August 08/13: anti-Phospholipid antibodies – time to take another look at IgA?
- IgA anti-Phospholipid antibodies may be present in isolation and often have clinical significance.
- New findings suggest that further specific investigations into these antibodies may assist with risk stratification in APS and SLE patients.
Andreoli A, Fredi M, Nalli C, Piantoni S, Reggia R, Dall’Ara F, Franceschini F, Tincani A Clinical Significance of IgA Anti-Cardiolipin and IgA Anti-β2Glycoprotein I Antibodies
Curr Rheumatol Rep (2013) 15:343 DOI 10.1007/s11926-013-0343-1
Background: Experimental data has shown the pathogenic role of IgA anti-cardiolipin antibodies, however, they are not currently recognized as formal laboratory criteria for the Antiphospholipd Syndrome (APS), possibly because of the non-standardization of IgA assays and the differences in study designs. Nevertheless, IgA antibodies are occasionally the only antibodies present in APS patients and IgA anti-β2Glycoprotein are significantly associated with thrombotic events in SLE patients.

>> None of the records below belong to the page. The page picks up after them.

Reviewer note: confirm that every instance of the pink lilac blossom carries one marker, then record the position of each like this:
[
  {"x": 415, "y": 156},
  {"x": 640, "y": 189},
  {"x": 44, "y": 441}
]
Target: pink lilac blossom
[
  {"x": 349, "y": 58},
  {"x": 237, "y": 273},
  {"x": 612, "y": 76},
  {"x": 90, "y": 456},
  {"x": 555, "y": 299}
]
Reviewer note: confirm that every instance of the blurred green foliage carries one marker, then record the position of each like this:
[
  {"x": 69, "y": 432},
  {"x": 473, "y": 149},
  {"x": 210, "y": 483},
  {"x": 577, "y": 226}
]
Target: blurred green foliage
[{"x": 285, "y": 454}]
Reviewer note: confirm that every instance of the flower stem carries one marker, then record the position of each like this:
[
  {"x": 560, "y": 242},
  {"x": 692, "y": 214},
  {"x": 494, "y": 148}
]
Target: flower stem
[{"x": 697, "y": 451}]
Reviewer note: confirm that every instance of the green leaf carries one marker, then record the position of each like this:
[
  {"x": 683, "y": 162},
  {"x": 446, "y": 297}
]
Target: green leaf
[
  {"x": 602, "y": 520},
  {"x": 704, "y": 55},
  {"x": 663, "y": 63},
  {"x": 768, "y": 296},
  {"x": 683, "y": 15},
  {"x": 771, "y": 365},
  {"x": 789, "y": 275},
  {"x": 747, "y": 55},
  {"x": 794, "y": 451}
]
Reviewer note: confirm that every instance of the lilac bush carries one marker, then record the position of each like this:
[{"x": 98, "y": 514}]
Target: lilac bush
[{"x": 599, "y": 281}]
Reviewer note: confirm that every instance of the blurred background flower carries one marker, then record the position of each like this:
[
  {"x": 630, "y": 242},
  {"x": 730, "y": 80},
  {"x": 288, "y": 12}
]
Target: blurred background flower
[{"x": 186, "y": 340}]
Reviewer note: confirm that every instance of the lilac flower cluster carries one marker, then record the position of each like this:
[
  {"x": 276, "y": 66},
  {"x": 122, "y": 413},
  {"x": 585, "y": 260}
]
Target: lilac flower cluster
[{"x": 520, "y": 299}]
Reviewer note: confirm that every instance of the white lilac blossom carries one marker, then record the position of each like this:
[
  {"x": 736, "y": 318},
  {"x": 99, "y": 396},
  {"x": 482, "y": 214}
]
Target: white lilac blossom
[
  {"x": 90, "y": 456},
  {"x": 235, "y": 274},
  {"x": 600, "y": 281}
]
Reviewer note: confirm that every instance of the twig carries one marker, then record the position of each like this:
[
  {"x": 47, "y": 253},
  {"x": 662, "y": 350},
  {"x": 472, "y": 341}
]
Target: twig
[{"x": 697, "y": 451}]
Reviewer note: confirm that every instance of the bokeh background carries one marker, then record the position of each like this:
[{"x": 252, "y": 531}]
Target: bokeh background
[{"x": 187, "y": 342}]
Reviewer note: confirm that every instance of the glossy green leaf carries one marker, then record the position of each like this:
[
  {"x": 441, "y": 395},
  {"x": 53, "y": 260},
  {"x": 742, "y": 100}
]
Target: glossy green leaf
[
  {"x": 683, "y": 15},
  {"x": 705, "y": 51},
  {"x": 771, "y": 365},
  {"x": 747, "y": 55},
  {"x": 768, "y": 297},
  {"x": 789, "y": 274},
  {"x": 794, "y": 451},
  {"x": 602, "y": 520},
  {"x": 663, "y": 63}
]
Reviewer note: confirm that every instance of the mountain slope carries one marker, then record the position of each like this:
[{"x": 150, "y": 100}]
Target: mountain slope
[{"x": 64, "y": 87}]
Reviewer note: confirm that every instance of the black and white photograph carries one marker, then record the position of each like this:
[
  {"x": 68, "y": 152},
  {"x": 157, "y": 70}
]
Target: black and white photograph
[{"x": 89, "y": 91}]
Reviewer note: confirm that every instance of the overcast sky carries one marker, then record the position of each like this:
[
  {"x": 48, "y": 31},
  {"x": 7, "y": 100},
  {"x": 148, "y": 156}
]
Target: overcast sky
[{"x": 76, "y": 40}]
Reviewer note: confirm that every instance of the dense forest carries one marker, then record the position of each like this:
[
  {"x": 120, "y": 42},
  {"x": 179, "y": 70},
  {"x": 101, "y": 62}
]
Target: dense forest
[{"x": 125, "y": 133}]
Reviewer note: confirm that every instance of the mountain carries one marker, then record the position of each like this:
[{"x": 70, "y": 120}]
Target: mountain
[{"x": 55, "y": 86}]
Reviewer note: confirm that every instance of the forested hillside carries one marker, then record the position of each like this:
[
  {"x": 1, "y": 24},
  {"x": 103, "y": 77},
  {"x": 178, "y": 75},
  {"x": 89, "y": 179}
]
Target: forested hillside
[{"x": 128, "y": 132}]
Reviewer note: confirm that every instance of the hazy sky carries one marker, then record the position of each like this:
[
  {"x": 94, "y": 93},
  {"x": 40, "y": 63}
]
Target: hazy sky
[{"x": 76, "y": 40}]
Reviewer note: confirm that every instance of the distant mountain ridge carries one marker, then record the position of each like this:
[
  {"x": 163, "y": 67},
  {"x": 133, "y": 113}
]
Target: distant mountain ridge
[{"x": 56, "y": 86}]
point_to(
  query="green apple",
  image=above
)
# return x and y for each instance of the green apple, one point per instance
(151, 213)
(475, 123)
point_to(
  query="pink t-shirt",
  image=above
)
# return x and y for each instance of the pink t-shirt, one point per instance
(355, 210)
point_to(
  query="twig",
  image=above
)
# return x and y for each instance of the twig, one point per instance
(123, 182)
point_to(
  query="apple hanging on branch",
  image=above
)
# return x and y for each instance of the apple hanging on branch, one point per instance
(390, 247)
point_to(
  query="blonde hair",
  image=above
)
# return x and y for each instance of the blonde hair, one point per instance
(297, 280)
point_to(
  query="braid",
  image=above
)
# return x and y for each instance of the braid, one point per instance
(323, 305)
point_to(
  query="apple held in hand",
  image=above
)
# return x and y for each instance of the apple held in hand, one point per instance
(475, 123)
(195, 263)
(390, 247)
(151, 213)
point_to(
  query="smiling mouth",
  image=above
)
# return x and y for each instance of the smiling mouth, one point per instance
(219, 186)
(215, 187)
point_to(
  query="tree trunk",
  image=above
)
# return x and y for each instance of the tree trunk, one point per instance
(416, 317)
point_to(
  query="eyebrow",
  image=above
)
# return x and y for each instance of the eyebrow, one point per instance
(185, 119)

Summary: This review article brings together new studies on the clinical significance of IgA antibodies in APS, pregnancy loss and thrombotic events in SLE. It also looks at antibodies to a specific domain area of β2Glycoprotein as a new and clinically relevant subgroup of antiphospholipid antibodies (aPL).
Conclusions: The heterogeneity of published data around the clinical significance of IgA aCL has meant that this association is still controversial. However, testing for IgA aCL can be recommended in cases for which there is a strong suspicion of APS but other aPL tests are negative. IgA anti-β2GPI, on the other hand, seem to be the most prevalent isotype in patients with SLE, with a significant association with thrombotic events. Systemic Lupus International Collaborating Clinics (SLICC) have recognised the IgA antibodies’ importance by allowing both IgA aCL and IgA anti- β2Glycoprotein as valid tests for the definition of SLE. The novel suggestions that IgA anti- β2Glycoprotein D4/5 may be relevant autoantibodies in APS and SLE gives a good direction for future research with particular focus on the fine specificity of aPL.
Comment: This review updates the current available information on the relevance of IgA autoantibodies in autoimmune thrombotic disorders. The authors urge awareness of the possibility that these antibodies may be the sole markers present and that their presence may well correlate with clinically significant thrombotic events, particularly true for IgA anti-β2Glycoprotein, and so their detection is well warranted. On the basis of available studies cited here, they encourage specialists to carefully consider treatment options in patients presenting with isolated IgA APL. They also suggest that these antibodies should be further researched.